A digital Light Table lets you experiment with photo layouts.

 

 


 

Limited adjustments. Aperture's adjustment options for exposure, levels, and white balance are adequate, but in no way does it replace true image editors such as Photoshop. One basic nuts-and-bolts omission is a curves tool for adjusting an image's densities in different ranges of its tonal curve (as opposed to uniform adjustments to the entire image). Aperture also provides no method for sampling an image's pixel values - a crucial exclusion because the only way to judge, for example, whether highlights are blown out to pure white or actually contain some tone is to examine the pixel values. You'll also have to do without selective changes; unlike Photoshop, there is no way to brighten a sky without brightening the entire image.

 

If you've nailed your adjustments in Aperture, however, they can be easily applied to a large group of photos from the same shooting session with a simple drag-and-drop tool called Lift And Stamp. This is where Aperture's database-driven method of managing file changes really pays off; doing this kind of work in Photoshop would be exhausting.

 

Image conversion and RAW export is as simple as choosing a destination and format (JPEG, TIFF, PNG, or PSD).
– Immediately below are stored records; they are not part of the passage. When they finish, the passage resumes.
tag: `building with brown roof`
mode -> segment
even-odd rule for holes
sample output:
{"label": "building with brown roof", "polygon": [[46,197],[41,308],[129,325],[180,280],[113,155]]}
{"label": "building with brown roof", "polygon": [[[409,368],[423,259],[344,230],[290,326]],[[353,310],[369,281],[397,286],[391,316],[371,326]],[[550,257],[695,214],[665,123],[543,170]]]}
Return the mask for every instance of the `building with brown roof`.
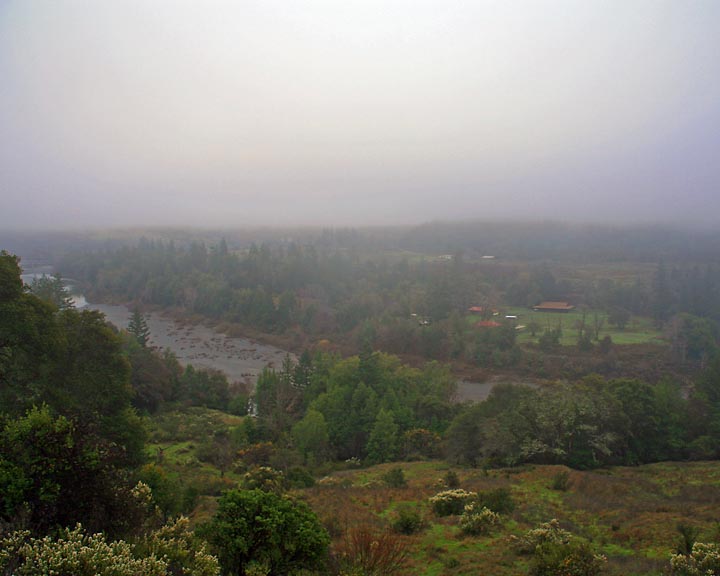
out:
{"label": "building with brown roof", "polygon": [[575,310],[575,306],[569,302],[540,302],[536,306],[533,306],[535,312],[570,312]]}

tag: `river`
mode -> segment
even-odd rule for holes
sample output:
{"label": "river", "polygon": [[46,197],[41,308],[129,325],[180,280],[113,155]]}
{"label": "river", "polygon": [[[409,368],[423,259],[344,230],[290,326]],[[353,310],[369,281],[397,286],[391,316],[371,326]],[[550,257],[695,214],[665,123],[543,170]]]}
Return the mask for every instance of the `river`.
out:
{"label": "river", "polygon": [[[36,270],[23,274],[22,280],[31,284],[33,279],[49,273],[50,270]],[[75,308],[97,310],[116,327],[127,328],[131,315],[127,306],[90,303],[76,290],[72,279],[63,278],[63,281]],[[145,319],[150,329],[150,346],[167,348],[183,365],[221,370],[231,382],[246,382],[250,387],[266,366],[279,368],[289,354],[275,346],[247,338],[231,338],[202,324],[183,324],[154,312],[146,314]],[[295,359],[293,354],[290,357]]]}
{"label": "river", "polygon": [[[46,272],[23,274],[22,278],[29,284],[43,273]],[[77,309],[97,310],[116,327],[127,328],[131,315],[127,306],[90,303],[75,290],[72,280],[64,280]],[[150,329],[151,346],[169,349],[183,365],[221,370],[231,382],[246,382],[249,387],[255,385],[258,374],[266,366],[279,368],[288,354],[295,359],[295,355],[281,348],[247,338],[231,338],[202,324],[184,324],[156,312],[145,314],[145,319]],[[485,400],[500,381],[494,378],[487,382],[461,380],[458,382],[456,399],[459,402]],[[534,385],[531,382],[524,383]]]}
{"label": "river", "polygon": [[[102,312],[118,328],[127,328],[131,311],[126,306],[87,302],[85,307]],[[171,350],[181,364],[222,370],[230,381],[254,385],[263,368],[280,368],[289,354],[247,338],[231,338],[202,324],[183,324],[157,313],[144,316],[150,329],[150,346]]]}

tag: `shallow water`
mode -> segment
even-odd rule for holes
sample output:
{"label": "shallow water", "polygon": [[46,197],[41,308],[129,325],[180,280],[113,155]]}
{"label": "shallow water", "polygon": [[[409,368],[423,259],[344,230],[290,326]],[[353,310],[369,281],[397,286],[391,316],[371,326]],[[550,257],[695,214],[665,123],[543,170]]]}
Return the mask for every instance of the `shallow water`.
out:
{"label": "shallow water", "polygon": [[[127,328],[131,312],[126,306],[87,303],[118,328]],[[254,385],[266,366],[280,368],[285,350],[247,338],[230,338],[203,325],[181,324],[157,313],[145,315],[150,329],[150,346],[168,348],[181,364],[222,370],[228,380]],[[290,354],[291,358],[294,358]]]}

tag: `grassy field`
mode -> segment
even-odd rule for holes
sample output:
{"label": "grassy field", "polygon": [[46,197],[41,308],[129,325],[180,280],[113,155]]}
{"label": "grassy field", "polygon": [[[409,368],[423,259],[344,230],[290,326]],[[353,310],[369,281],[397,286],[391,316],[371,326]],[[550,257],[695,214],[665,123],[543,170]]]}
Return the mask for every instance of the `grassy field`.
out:
{"label": "grassy field", "polygon": [[[383,484],[382,475],[396,466],[404,470],[406,488]],[[465,536],[457,517],[438,518],[432,513],[428,499],[442,489],[439,480],[447,470],[441,462],[382,465],[337,473],[333,482],[321,482],[298,496],[336,535],[360,524],[387,530],[399,506],[416,507],[424,518],[424,529],[401,536],[409,550],[403,572],[408,575],[527,573],[529,559],[516,552],[512,536],[553,518],[604,554],[608,558],[605,573],[612,575],[662,574],[678,544],[679,523],[697,527],[701,541],[718,537],[718,463],[665,463],[594,472],[560,466],[488,472],[456,469],[465,490],[508,488],[512,494],[516,509],[487,536]],[[559,473],[569,474],[566,491],[552,489]]]}
{"label": "grassy field", "polygon": [[[242,418],[202,408],[150,420],[150,466],[161,468],[179,489],[192,487],[196,498],[190,515],[195,523],[209,519],[217,496],[242,481],[242,466],[230,466],[223,474],[203,461],[218,433],[232,438],[241,423]],[[390,488],[383,476],[397,467],[407,486]],[[517,553],[512,537],[553,518],[607,556],[605,573],[615,576],[662,574],[680,539],[678,524],[696,527],[700,541],[720,536],[720,462],[596,471],[563,466],[454,468],[465,490],[510,491],[515,510],[503,515],[500,526],[486,536],[463,535],[457,516],[440,518],[432,512],[429,498],[444,489],[442,478],[450,469],[445,462],[426,461],[335,471],[315,486],[291,493],[315,510],[335,549],[343,546],[352,528],[367,526],[384,533],[401,507],[416,510],[422,529],[397,536],[408,553],[401,572],[405,575],[526,574],[529,557]],[[566,490],[553,488],[559,474],[567,474]]]}
{"label": "grassy field", "polygon": [[242,474],[232,466],[221,471],[213,458],[205,456],[217,452],[218,434],[231,439],[242,421],[238,416],[197,407],[148,418],[144,479],[160,476],[163,492],[170,492],[170,499],[180,507],[175,512],[188,513],[196,522],[209,519],[215,498],[236,487]]}
{"label": "grassy field", "polygon": [[[585,313],[585,324],[591,330],[594,322],[595,310],[588,310]],[[610,326],[607,321],[605,312],[597,311],[598,318],[602,323],[600,330],[600,339],[610,336],[614,344],[664,344],[662,332],[657,330],[653,325],[652,319],[641,316],[633,316],[624,330],[620,330],[615,326]],[[537,342],[538,337],[545,329],[555,329],[558,326],[562,330],[560,343],[563,346],[574,346],[577,343],[578,328],[582,323],[582,312],[576,310],[567,313],[553,312],[535,312],[530,308],[517,306],[508,306],[502,309],[500,315],[495,317],[502,319],[505,315],[517,316],[517,323],[521,326],[528,326],[531,322],[536,322],[540,328],[536,332],[535,337],[525,328],[518,333],[518,343]],[[468,316],[467,322],[472,325],[480,320],[478,316]],[[502,321],[502,320],[498,320]]]}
Aperture's RAW conversions are a tad brighter than those from Photoshop, with more detail in shadows and less in highlights. Unfortunately, converted images exhibit quite a bit of color fringing - a troubling shortcoming, but one that could be remedied in an upgrade if Apple can smooth out the conversion algorithms.
At the output end, Aperture is fully prepared to format your photos for contact sheets, the Web, or even into book form. The output looks professional and is at the world-class level of design one would expect from Apple.

 

The bottom line. With its elegant and efficient interface and ability to easily create multiple versions of a photo, Aperture will satisfy pros who must sift through the hundreds of shots taken on an assignment. But with its limited color-adjustment tools, it's no replacement for Photoshop - and Photoshop's own companion workflow organizer, Adobe Bridge, is quite adequate for browsing and organizing less-industrial-size projects.

 

COMPANY: Apple
CONTACT: www.apple.com
PRICE: $499 (UPDATE: Current version, Aperture 1.5, is $299)
REQUIREMENTS: 1.8 GHz G5 or 1.25GHz PowerBook G4; Mac OS 10.4.3 or later; 1GB RAM; 5GB disk space; ATI Radeon X600 Pro, ATI Radeon 9600, ATI Mobility Radeon 9600, nVidia GeForce 6600 LE, or better video card
Sublime organizational tools and interface. We're loopy over the Loupe, Light Table, and Lift And Stamp.
Pricey. Demanding system requirements. Image-editing shortcomings. Begs for a jumbo-size display.